What the papers say: November 10
* What's in the papers? * Find out the stories here * Updated every morning...
What car-related news is making the national press today? Find out here with our daily review.
Car crisis talks
Car industry bosses are calling for an urgent meeting with ministers in an attempt to safeguard thousands of jobs. They want Business Secretary Lord Mandelson to scrap increases in new vehicle excise duty, and to provide companies with incentives to renew their ageing car fleets.
Average speed cameras
Transport Secretary Geoff Hoon has hinted that average speed cameras could replace so-called 'spot cameras' on the UK's roads. He claims the new cameras are fairer, but motoring groups warn they could actually increase the casualties they're supposed to reduce.

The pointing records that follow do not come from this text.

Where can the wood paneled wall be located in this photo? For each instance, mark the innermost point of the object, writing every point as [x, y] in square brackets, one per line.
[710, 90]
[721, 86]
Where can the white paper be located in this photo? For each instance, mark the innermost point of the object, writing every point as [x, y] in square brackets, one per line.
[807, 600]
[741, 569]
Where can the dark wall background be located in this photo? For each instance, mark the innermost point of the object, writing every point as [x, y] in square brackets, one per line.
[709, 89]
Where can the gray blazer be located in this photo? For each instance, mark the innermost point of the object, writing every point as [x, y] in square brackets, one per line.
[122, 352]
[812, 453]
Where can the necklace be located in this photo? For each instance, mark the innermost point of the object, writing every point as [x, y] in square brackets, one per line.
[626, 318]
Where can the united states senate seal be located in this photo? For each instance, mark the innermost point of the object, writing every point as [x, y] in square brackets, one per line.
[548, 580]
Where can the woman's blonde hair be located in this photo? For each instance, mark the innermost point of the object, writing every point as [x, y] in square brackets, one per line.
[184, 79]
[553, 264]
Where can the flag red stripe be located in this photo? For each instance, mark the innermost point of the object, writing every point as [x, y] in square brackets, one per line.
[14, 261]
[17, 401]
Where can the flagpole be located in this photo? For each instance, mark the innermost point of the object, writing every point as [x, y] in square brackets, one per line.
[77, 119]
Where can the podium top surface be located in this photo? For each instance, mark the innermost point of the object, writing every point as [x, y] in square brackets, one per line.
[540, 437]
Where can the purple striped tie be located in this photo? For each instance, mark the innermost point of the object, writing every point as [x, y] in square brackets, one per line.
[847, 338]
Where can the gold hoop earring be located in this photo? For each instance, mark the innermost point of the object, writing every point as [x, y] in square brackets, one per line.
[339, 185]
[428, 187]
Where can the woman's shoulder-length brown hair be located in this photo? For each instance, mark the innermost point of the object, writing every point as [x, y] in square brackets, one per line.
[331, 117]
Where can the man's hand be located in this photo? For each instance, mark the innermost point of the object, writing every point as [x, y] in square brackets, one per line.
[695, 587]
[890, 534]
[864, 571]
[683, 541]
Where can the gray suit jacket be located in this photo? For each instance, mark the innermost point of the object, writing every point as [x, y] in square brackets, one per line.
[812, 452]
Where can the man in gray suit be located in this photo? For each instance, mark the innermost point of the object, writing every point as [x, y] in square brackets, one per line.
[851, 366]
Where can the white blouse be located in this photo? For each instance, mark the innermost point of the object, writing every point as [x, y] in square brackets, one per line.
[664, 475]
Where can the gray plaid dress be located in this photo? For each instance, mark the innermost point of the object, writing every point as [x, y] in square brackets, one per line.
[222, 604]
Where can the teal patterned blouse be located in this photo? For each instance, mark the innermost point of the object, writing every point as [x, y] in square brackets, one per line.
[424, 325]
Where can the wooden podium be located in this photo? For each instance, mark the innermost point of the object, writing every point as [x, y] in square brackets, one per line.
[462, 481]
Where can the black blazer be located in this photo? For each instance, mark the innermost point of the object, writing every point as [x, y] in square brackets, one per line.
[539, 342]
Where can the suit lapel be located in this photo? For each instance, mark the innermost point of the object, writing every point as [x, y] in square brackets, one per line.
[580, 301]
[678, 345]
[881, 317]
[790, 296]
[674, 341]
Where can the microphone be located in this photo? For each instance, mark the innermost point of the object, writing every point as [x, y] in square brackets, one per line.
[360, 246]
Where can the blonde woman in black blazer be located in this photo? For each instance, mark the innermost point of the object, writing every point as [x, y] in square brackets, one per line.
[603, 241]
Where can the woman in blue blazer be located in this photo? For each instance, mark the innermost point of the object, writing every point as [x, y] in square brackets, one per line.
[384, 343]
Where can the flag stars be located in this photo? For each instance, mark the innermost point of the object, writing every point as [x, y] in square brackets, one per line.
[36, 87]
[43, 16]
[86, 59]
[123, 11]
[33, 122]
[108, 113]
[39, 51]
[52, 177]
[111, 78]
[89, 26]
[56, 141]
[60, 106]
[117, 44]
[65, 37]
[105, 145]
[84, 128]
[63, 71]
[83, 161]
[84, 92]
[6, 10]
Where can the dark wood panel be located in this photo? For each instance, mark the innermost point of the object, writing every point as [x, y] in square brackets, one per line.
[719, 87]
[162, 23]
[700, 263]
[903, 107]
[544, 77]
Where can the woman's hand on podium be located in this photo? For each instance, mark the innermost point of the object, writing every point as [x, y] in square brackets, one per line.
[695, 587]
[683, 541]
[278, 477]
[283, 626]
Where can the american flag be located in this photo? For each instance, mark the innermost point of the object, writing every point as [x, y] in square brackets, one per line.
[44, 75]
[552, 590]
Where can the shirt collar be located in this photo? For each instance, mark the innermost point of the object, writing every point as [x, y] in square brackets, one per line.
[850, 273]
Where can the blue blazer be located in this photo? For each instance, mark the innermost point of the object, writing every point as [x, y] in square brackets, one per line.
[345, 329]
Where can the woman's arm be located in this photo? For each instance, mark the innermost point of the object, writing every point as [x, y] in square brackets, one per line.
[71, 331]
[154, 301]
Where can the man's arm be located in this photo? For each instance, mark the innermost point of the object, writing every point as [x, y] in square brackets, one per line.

Chrysler relieved after GM pulls out
The Financial Times reports that as much as Chrysler needs a saviour, few will be disappointed that it will not come in the form of General Motors. Huge job losses and dealer closures had been feared if the GM deal had been completed.
The Financial Times
More on the US car market's cash crisis here
The end of 'platespeak'
Could a proposed new law signal the end of this strange language found on personalised numberplates? One MP wants registration plate rules to be relaxed, allowing drivers to say what they actually mean. Bottom should be BOTTOM, not BOT 70M according to Essex Tory MP James Duddridge
Bond's Vauxhall blooper
Did you notice the continuity error during the opening car chase in Bond's latest movie, Quantum of Solace? There's a Vauxhall Corsa with an Italian numberplate when we all know they are badged Opel in continental Europe.
Long-stay car park
The Telegraph pictures rows of unsold Land Rovers, as part of their 'credit crunch special'.
Formula 'drum' champ Lewis
Lewis Hamilton swapped driving gloves for drumstick during a visit to an open day at the Mercedes factory in Stuttgart, Germany.
The Times reports on a British engineer who has created a fan-powered flying car. Gilo Cardozo intends to fly/drive from London to the Sahara in order to prove it really works.